Statistical approaches for inferring the spatial distribution of taxa (Species Distribution Models, SDMs) commonly rely on available occurrence data, which is often clumped and geographically restricted. Although available SDM methods address some of these factors, they could be more directly and accurately modelled using a spatially-explicit approach. Software to fit models with spatial autocorrelation parameters in SDMs are now widely available, but whether such approaches for inferring SDMs aid predictions compared to other methodologies is unknown.

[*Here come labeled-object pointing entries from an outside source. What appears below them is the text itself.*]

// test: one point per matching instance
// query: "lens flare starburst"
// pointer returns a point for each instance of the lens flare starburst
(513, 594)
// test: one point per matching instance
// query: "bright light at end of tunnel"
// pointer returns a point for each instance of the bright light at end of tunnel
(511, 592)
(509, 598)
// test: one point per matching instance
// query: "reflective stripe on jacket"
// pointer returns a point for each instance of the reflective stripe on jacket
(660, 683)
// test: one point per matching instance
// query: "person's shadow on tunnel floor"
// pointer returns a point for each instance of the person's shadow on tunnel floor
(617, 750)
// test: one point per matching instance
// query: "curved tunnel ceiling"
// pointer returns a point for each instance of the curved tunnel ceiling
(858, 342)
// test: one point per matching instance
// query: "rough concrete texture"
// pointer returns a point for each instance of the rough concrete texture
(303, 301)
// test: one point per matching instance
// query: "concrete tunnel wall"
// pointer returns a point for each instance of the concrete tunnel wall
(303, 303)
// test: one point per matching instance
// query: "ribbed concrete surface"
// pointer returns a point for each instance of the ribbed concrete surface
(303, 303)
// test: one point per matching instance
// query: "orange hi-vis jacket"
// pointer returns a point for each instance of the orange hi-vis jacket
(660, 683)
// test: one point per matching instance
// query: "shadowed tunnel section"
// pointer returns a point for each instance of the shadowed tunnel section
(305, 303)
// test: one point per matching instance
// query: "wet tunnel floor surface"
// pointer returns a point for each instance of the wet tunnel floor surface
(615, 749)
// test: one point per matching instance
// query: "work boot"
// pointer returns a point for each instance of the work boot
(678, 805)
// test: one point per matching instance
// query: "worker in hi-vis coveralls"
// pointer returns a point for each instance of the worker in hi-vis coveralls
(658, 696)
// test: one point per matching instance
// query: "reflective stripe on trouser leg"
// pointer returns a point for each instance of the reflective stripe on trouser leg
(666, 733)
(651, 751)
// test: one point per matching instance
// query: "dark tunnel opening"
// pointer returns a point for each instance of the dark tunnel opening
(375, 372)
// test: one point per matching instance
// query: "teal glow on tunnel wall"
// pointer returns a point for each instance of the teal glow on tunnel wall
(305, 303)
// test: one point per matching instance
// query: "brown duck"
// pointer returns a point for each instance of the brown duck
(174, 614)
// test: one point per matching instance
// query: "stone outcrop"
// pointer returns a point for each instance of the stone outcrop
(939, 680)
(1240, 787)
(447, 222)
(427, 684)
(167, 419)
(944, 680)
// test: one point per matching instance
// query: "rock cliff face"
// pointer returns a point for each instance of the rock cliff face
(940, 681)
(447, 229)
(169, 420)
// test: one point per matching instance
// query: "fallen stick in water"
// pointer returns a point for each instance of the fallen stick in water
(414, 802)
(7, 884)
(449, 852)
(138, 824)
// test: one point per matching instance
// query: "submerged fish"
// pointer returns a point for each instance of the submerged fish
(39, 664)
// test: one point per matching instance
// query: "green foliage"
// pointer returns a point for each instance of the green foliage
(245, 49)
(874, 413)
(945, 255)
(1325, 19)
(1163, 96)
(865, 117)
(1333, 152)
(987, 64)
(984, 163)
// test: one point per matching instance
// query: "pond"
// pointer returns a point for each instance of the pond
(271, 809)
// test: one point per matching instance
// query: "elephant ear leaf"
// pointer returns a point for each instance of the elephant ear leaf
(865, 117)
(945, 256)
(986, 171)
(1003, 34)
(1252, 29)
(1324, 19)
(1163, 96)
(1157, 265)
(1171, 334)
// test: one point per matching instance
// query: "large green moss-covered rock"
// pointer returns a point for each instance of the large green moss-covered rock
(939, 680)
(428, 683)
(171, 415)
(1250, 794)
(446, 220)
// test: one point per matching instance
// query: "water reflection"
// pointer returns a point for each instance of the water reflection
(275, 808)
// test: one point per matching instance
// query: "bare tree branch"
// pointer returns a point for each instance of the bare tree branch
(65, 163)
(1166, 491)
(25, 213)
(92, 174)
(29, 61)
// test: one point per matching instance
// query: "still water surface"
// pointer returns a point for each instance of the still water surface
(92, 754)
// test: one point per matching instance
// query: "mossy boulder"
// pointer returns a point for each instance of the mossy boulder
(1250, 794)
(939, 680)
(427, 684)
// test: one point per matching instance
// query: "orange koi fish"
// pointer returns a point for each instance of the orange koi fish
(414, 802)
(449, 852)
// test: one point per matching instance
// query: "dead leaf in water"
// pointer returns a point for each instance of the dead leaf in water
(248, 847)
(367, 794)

Here, within a simulated environment using 1000 generated species' ranges, we compared the performance of two commonly used non-spatial SDM methods (Maximum Entropy Modelling, MAXENT and boosted regression trees, BRT), to a spatial Bayesian SDM method (fitted using R-INLA), when the underlying data exhibit varying combinations of clumping and geographic restriction. Finally, we tested how any recommended methodological settings designed to account for spatially non-random patterns in the data impact inference. Spatial Bayesian SDM method was the most consistently accurate method, being in the top 2 most accurate methods in 7 out of 8 data sampling scenarios. Within high-coverage sample datasets, all methods performed fairly similarly. When sampling points were randomly spread, BRT had a 1-3% greater accuracy over the other methods and when samples were clumped, the spatial Bayesian SDM method had a 4%-8% better AUC score. Alternatively, when sampling points were restricted to a small section of the true range all methods were on average 10-12% less accurate, with greater variation among the methods. Model inference under the recommended settings to account for autocorrelation was not impacted by clumping or restriction of data, except for the complexity of the spatial regression term in the spatial Bayesian model. Methods, such as those made available by R-INLA, can be successfully used to account for spatial autocorrelation in an SDM context and, by taking account of random effects, produce outputs that can better elucidate the role of covariates in predicting species occurrence. Given that it is often unclear what the drivers are behind data clumping in an empirical occurrence dataset, or indeed how geographically restricted these data are, spatially-explicit Bayesian SDMs may be the better choice when modelling the spatial distribution of target species.
推断分类单元空间分布的统计方法(物种分布模型,SDMs)通常依赖于现有的出现数据,而这些数据往往是聚集的且在地理上受到限制。尽管现有的SDM方法考虑了其中一些因素,但使用空间明确的方法可以更直接、准确地进行建模。现在已有广泛可用的软件来拟合具有空间自相关参数的SDM模型,但与其他方法相比,这种推断SDM的方法是否有助于预测尚不清楚。在此,在一个使用1000个生成的物种分布范围的模拟环境中,我们比较了两种常用的非空间SDM方法(最大熵建模,MAXENT和增强回归树,BRT)与一种空间贝叶斯SDM方法(使用R-INLA拟合)在基础数据呈现不同聚集和地理限制组合时的性能。最后,我们测试了任何为考虑数据中的空间非随机模式而设计的推荐方法设置如何影响推断。空间贝叶斯SDM方法是最一致准确的方法,在8种数据采样场景中的7种中,它是最准确的两种方法之一。在高覆盖率样本数据集中,所有方法的表现相当相似。当采样点随机分布时,BRT比其他方法的准确率高1%-3%;当样本聚集时,空间贝叶斯SDM方法的AUC得分高4%-8%。或者,当采样点限制在真实分布范围的一小部分时,所有方法的平均准确率降低10%-12%,且方法之间的差异更大。在考虑自相关的推荐设置下进行模型推断,除了空间贝叶斯模型中空间回归项的复杂性外,不受数据聚集或限制的影响。诸如R-INLA提供的那些方法,可以成功地用于在SDM背景下考虑空间自相关,并且通过考虑随机效应,产生能够更好地阐明协变量在预测物种出现中作用的输出。鉴于在经验出现数据集中数据聚集背后的驱动因素通常不清楚,或者实际上这些数据在地理上受到多大限制,在对目标物种的空间分布进行建模时,空间明确的贝叶斯SDM可能是更好的选择。